Investors can earn risk-free income of 6% to 8% annually by lending stocks.
Tinesh Bhasin reports on how the mechanism works
For many years, long-term investors had the option to lend their shares and earn risk-free additional income by way of interest.
But due to lack of awareness and demand from borrowers, the securities lending and borrowing mechanism (SLBM) never saw any meaningful volumes. This is expected to change soon.
The Securities and Exchange Board of India has said that physical settlement of stock derivatives will be made mandatory in a phased manner.
At present, equity derivatives are settled in cash, which means the difference between the entry price and exit price is either debited or credited in cash.
In the physical settlement, traders will have to take delivery of shares on the settlement day against the derivatives positions.
The easiest for a trader to do this is by borrowing stocks from existing investors.
"As the market regulator implements physical settlement of derivatives, more and more traders will have to borrow shares to meet their obligations," says Umesh Mehta, head of research, SAMCO Securities.
"It means, more brokers will now offer services to investors to enable them to lend shares for a few days and earn interest.

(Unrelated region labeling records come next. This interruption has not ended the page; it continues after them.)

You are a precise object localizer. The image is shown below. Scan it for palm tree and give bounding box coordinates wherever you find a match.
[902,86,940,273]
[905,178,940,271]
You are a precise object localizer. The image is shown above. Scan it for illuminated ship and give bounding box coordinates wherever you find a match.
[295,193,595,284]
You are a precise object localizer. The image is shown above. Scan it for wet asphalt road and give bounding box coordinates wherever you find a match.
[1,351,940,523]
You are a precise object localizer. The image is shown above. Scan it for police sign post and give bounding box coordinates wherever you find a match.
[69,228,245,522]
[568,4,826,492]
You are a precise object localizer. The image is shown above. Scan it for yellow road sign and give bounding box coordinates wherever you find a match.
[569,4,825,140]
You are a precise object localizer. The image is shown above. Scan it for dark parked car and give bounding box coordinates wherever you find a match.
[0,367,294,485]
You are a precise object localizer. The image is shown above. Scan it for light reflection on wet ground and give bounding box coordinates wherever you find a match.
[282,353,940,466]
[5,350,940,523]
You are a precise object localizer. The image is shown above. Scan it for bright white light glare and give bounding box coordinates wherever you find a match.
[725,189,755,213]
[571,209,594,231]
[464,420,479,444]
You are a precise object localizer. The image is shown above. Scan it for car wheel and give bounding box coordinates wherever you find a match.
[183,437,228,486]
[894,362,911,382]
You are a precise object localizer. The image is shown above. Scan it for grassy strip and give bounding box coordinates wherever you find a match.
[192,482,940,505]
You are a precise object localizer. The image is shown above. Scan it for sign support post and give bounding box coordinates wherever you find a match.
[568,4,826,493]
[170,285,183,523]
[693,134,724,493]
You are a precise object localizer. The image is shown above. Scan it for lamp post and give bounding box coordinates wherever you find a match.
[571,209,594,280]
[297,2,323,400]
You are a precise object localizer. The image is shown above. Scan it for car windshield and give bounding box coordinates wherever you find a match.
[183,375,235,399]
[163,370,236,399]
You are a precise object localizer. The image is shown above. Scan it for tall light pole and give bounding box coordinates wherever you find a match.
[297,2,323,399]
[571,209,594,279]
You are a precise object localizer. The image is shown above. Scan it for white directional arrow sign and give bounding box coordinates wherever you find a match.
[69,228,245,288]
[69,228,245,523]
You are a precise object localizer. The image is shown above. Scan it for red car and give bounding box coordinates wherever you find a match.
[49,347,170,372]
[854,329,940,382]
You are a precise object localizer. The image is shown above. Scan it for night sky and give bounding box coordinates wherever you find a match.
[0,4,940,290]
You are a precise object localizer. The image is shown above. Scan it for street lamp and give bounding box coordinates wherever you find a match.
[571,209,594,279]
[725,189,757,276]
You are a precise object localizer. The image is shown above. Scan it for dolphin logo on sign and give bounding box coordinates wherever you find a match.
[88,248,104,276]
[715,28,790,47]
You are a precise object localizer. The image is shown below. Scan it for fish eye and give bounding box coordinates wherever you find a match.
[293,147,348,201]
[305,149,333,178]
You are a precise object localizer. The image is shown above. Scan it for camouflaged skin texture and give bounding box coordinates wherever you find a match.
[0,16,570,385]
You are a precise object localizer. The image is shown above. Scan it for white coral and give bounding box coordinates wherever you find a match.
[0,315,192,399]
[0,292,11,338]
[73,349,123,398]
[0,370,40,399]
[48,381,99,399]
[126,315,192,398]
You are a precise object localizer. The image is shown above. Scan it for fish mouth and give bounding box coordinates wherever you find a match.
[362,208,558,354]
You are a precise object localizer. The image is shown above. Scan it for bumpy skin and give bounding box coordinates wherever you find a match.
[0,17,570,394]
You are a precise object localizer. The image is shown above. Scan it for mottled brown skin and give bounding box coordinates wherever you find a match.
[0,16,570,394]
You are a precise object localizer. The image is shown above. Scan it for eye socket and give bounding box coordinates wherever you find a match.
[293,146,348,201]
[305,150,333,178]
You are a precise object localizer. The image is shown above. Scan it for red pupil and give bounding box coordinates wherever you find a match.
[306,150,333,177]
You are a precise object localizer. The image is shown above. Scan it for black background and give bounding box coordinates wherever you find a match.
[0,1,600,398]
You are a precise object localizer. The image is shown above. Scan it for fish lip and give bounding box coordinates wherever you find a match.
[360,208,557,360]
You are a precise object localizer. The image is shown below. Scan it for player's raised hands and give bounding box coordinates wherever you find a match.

For lenders, it's risk-free money as the regulations around SLB is strict and exchange controlled," Mehta adds.
Any investor that has long-term holdings sitting idle in his demat account can lend shares by approaching his broker and filling up the forms and submitting the required documents.
Once the forms are signed and relevant proofs are submitted within two weeks an investor can start lending shares.
As a lender, you can place an order with the broker mentioning the stock, quantity to lend, period, and lending fees you expect on a per share basis.
Similarly, the borrower, too, places an order mentioning the stock, time, quantity and the lending fees he is ready to pay.
The orders are matched on the exchange, and the transaction takes place.
The lender is asked for 25% of the total amount of stock s/he is lending immediately to ensure that s/he doesn't default after saying a yes.
To ensure there is no default from the borrower, s/he is asked to bring in 125% of the stock value s/he is borrowing as margin, and also lending fees over and above the margin.
There is also monitoring of mark-to-market losses daily to ensure the borrower doesn't default.
At the end of the contract, the lender gets back the stock and borrower margin is released.
In case the borrower wants an early repayment or lender wants an early recall there is a mechanism to do so.
The borrower would place an early repay request with the fees s/he is willing to receive, and the lender would place an early recall request with the fees s/he is willing to pay.
Market participants believe that SLB holds huge potential for investors.
"An investor gets to earn a small interest on idle shares without taking any risk," says Venu Madhav, COO, Zerodha.
At present, investors can expect an average annualised interest of 6% to 8%. But as the market develops for SLB, this would come down.
Mostly, the stocks are borrowed for up to 30 days.
The SLBM also has provisions to take care of corporate actions such as dividends, bonus, stock split and rights issues.
The lender doesn't need to worry about any of it while the stocks are with the borrower.
Say, if a company is paying a dividend, the borrower will collect it and pass it on to the lender.